石油を原料にして作られるプラスチックは現代人の生活に欠かせないものになっていますが、ガラスや金属のように溶かしてリサイクルすることが容易ではなく、その多くは埋め立てることで廃棄されています。ある研究チームがこれまでに人類が作りだしてきたプラスチックの量を算出したところ、その総量は実に83億トンにものぼり、まさに地球は「プラスチック惑星」とも言える状態になっているといいます。

Production, use, and fate of all plastics ever made | Science Advances

http://advances.sciencemag.org/content/3/7/e1700782

Earth is becoming 'Planet Plastic' - BBC News

http://www.bbc.com/news/science-environment-40654915

カリフォルニア大学サンタバーバラ校に所属するインダストリアル・エコロジスト(工業生態学者)らによる研究チームは、プラスチックが大規模に生産されだした時点を第二次世界大戦終了後の1950年とし、そこからおよそ65年間で人類が生産してきたプラスチックの量を重量ベースで算出し、「83億トン」という数値をはじき出しました。

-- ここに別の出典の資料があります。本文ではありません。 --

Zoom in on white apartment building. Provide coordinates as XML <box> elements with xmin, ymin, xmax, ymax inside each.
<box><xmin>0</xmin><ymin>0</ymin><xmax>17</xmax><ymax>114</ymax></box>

これは人類が生みだしてきた物質の中でも極めて多いもので、ゾウに換算すると1億頭分、鉄とコンクリートでできた総重量「4万1000トン」の東京スカイツリーだと20万棟分に相当します。

プラスチックは軽量でありながら丈夫さを備えるという特長を持っており、身の回りのあらゆる場所で使われていると言っても過言ではありません。特に、荷物や製品を輸送する際のコンテナとして優れた特性を備えていることから産業分野でも多く使われているのですが、その70%は非常に短い期間だけ使われて廃棄されるという運命をたどっています。研究チームの主要メンバーであるローランド・ゲイヤー博士は「人類はものすごいスピードで『プラスチック惑星』に向かっています。そのような星に住みたくないと思うのであれば、特にプラスチックのような素材の使い方について考え直す必要があります」と語っています。



By Yohan Creemers

研究チームが算出した内容からは、以下のようなポイントが浮き彫りになっています。

・これまでに生産されたプラスチックの総量は83億トン

・そのうち半分は、過去13年間で生産された

・過去に生産されたプラスチックの30%が今でも使われ続けている

・廃棄されたプラスチックのうち、リサイクル処理されたのはおよそ9%のみ

・約12%は焼却処分され、実に79%は埋め立て処理されている

・最も使用期間が短いのは梱包材として使われるもので、1年以内で廃棄される

・逆に最も長く使われているのは、建設および機械に使われているプラスチックである

・現在のトレンドのまま状況が進むと、2050年には120億トンの廃棄プラスチックが生みだされる計算

・2014年における地域ごとのリサイクル率:ヨーロッパ30%、中国25%、アメリカ9%

現在では、生物資源から作られるバイオプラスチックなど、微生物を使って分解できる生分解性プラスチックなどが開発されていますが、どうしてもコストが高くなってしまうために採算ベースに乗らず、安価な埋め立て処理が行われているのが現状。また、プラスチックをリサイクルすることもコストがかかり、石油から新たにプラスチックを作り出すほうが安くあがるという事実からも、プラスチックの生産を止める原動力が生まれてこない状況が作り出されています。



日々生み出され、リサイクルや分解することも難しいプラスチック廃棄物は次々に地上にたまり続けており、計算上はアルゼンチンの国土をすっかり覆い尽くすほどの量が地球上に存在していると考えられています。研究チームはまずはその実態を明らかにすることで、人類が実は直面している問題に人々の目を向けさせたいと考えているとのこと。ゲイヤー博士は「我々のチームの信念は『量っていないものは管理できない』というものです。私たちは数字だけを公表することで世界が何をすべきかを伝えるつもりでしたが、実際には世界が一致して立ち向かうための議論を始めることを促すことになりそうです」と語っています。